SEMANÁRIO REGIONALISTA DE TORRES NOVAS | FUNDADO EM 1918 | ANO CI | Diretor: Nuno Vasco Batista Nunes | Sexta-feira, 18 Junho 2021, 10:24

Para os distraídos

Na nossa secretária, têm-se acumulado papéis, livros e até cupões caducos desde há muitos anos. Ficam porque estão “activos”. Abundam igualmente recortes de jornais e observações que podem vir a servir de tema para estes textos. Num dos montes, encontrámos uma anotação escrita à pressa: “Os contribuintes estão perto da agonia! Portugal situa-se no pelotão da frente no que toca a impostos, taxas e taxinhas”. Estava agrafada a uma factura da EDP. Relembramos que a eletrici- dade é uma mina de ouro para o governo.
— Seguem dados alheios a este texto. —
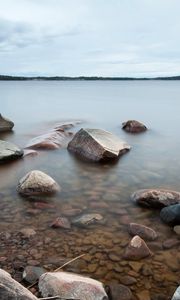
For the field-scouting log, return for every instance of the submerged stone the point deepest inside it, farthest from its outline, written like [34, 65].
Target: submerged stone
[97, 145]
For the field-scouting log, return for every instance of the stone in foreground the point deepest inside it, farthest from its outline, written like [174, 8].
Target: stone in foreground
[171, 214]
[10, 289]
[144, 232]
[156, 198]
[133, 126]
[9, 151]
[97, 145]
[37, 183]
[71, 286]
[5, 124]
[137, 249]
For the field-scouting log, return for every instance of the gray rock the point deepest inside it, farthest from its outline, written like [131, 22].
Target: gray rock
[9, 151]
[10, 289]
[97, 145]
[37, 183]
[171, 214]
[5, 124]
[133, 126]
[156, 198]
[71, 286]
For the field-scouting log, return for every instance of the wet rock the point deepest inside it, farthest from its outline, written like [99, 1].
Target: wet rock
[31, 274]
[9, 151]
[5, 124]
[87, 219]
[61, 222]
[144, 232]
[171, 214]
[134, 126]
[71, 286]
[97, 145]
[120, 292]
[12, 290]
[137, 249]
[156, 198]
[37, 183]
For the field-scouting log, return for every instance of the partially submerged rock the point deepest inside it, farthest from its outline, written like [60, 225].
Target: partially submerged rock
[5, 124]
[71, 286]
[10, 289]
[156, 198]
[144, 232]
[37, 183]
[137, 249]
[9, 151]
[133, 126]
[97, 145]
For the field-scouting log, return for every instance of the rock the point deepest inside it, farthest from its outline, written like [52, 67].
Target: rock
[12, 290]
[137, 249]
[87, 219]
[176, 295]
[144, 232]
[156, 198]
[9, 151]
[171, 214]
[120, 292]
[97, 145]
[61, 222]
[5, 124]
[37, 183]
[133, 126]
[71, 286]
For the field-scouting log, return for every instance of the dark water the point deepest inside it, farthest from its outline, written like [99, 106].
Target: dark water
[152, 162]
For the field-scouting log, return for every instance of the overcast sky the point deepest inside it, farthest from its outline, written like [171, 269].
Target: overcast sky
[90, 37]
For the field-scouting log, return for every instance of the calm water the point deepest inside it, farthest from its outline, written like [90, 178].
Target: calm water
[152, 162]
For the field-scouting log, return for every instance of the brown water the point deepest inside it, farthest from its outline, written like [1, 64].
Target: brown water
[106, 188]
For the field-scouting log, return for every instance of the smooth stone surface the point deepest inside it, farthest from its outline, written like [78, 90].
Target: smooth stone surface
[156, 198]
[71, 286]
[144, 232]
[134, 126]
[137, 249]
[9, 151]
[10, 289]
[37, 183]
[171, 214]
[97, 145]
[5, 124]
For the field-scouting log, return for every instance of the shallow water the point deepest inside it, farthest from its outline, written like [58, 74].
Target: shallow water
[35, 107]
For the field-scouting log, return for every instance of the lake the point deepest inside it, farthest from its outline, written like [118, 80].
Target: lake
[153, 162]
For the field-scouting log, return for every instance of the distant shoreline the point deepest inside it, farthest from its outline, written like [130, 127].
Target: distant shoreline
[88, 78]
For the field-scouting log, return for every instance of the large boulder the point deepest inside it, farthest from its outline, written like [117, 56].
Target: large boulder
[37, 183]
[5, 124]
[133, 126]
[10, 289]
[97, 145]
[71, 286]
[156, 198]
[9, 151]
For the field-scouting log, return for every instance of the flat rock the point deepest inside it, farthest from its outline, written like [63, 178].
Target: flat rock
[97, 145]
[5, 124]
[171, 214]
[144, 232]
[71, 286]
[156, 198]
[134, 126]
[9, 151]
[137, 249]
[10, 289]
[37, 183]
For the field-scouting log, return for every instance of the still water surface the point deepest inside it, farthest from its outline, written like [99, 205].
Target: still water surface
[35, 107]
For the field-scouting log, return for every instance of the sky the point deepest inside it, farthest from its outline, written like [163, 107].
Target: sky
[136, 38]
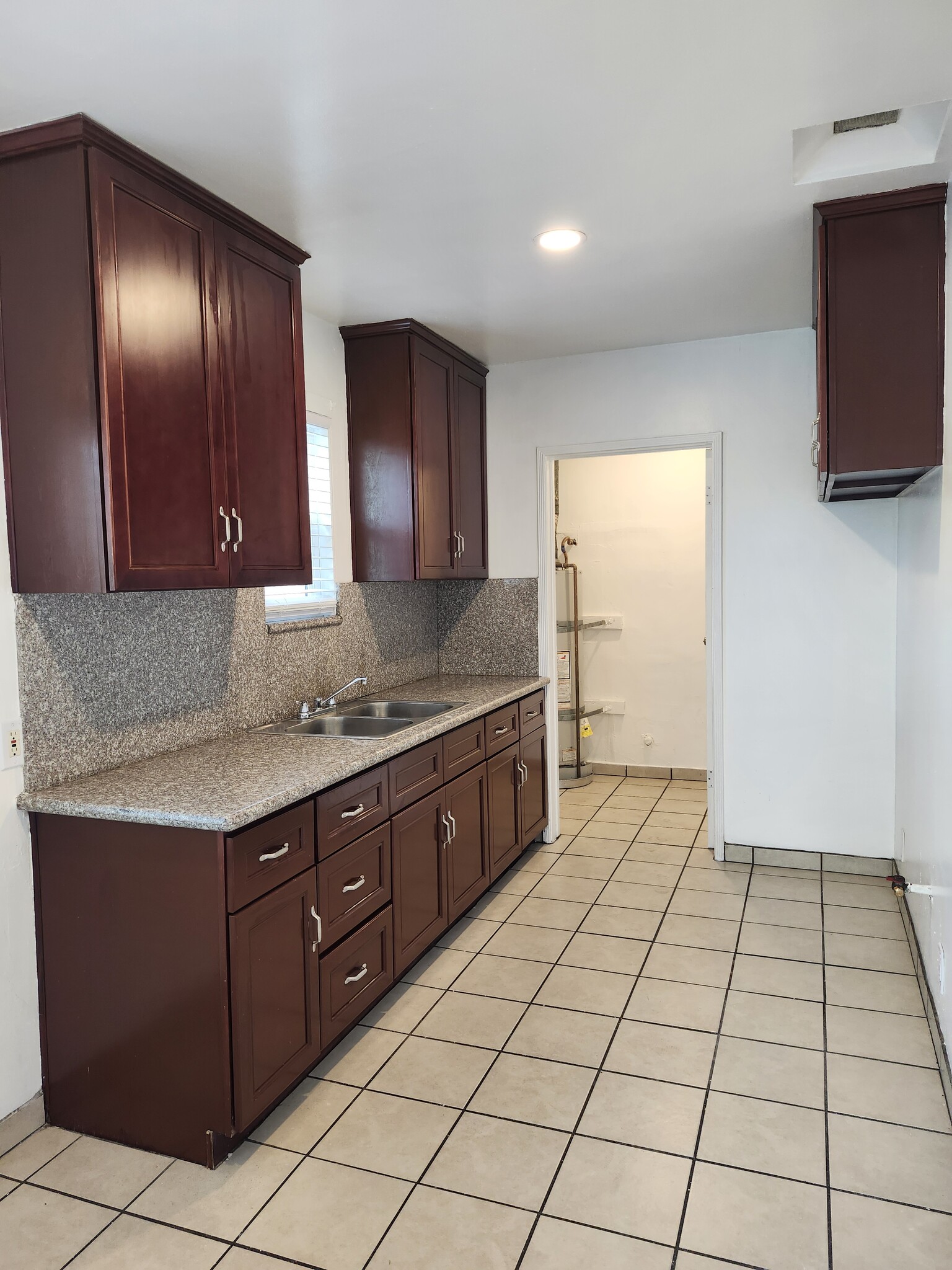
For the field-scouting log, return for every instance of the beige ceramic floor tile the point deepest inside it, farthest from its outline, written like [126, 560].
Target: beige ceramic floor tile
[678, 1005]
[563, 1036]
[606, 953]
[512, 978]
[104, 1173]
[403, 1008]
[700, 933]
[873, 990]
[499, 1160]
[565, 1246]
[781, 941]
[662, 1053]
[873, 1034]
[633, 923]
[886, 1091]
[775, 1019]
[891, 1161]
[387, 1135]
[535, 1090]
[305, 1114]
[777, 978]
[621, 1189]
[754, 1220]
[532, 943]
[328, 1215]
[434, 1071]
[643, 1113]
[441, 1231]
[219, 1202]
[871, 1235]
[41, 1231]
[438, 968]
[131, 1242]
[36, 1151]
[780, 1072]
[765, 1137]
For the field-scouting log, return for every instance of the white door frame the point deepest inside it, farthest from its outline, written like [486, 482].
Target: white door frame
[545, 469]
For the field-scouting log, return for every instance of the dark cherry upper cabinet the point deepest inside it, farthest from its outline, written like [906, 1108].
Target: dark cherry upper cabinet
[151, 397]
[880, 276]
[416, 415]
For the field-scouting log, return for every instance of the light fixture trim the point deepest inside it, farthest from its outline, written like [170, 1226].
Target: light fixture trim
[560, 239]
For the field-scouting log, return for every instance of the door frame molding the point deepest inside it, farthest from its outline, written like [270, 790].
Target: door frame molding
[712, 442]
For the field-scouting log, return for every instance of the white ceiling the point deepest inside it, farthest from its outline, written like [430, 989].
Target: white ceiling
[414, 148]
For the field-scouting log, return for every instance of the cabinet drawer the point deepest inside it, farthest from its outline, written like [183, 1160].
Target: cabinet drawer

É sobrecarregada ao máximo e a prova vem, tintim-por-tintim, na supracitada conta. Ora vejamos como a EDP e a oligarquia nos pilham: 23% de IVA, 7% de tributo para a RTP e RDP, 3% para que os residentes nos Açores e Madeira tenham luz mais barata, 10% para os Municípios pela passagem de cabos e 30% para compensação aos operadores. Como se não chegasse, ainda acrescentam mais um enorme tributo para o investimento nas energias renováveis do Sócrates e 7% de outros custos incluídos na tarifa. Com que fim? Para a Autoridade da Concorrência, para a Entidade Reguladora dos Serviços Elétricos, para os planos de promoção do desempenho ambiental da responsabilidade da ESE e para os planos de promoção e eficiência, também da ERSE. Em conclusão: pouco mais de um terço do total corresponde ao consumo real, o resto – mais de metade! – é carga fiscal ou parafiscal, para satisfazer fantasias e pomposidades dos políticos. Quiçá o Zé Pagante desconheça que, em 2017, Portugal foi o terceiro país da União Europeia com a electricidade mais cara por quilowatt, apenas ultrapassado pela Bélgica e Dainamarca. E, note-se, estas estatísticas referem-se exclusivamente ao montante por kWh, excluindo os custos fixos e as taxas adicionadas ao consumo. A quase totalidade dos clientes depende de uma empresa matreira, cujo maior accionista é uma firma estatal da China, país governado em regime de partido único. Na sua mexericada, Marques Mendes confidenciou que o IVA da electricidade iria baixar. A ver vamos. E se tal não se verificar, devemos ir cantar “Grândola, vila morena” às portas da EDP e de Costa “y sus muchachos”.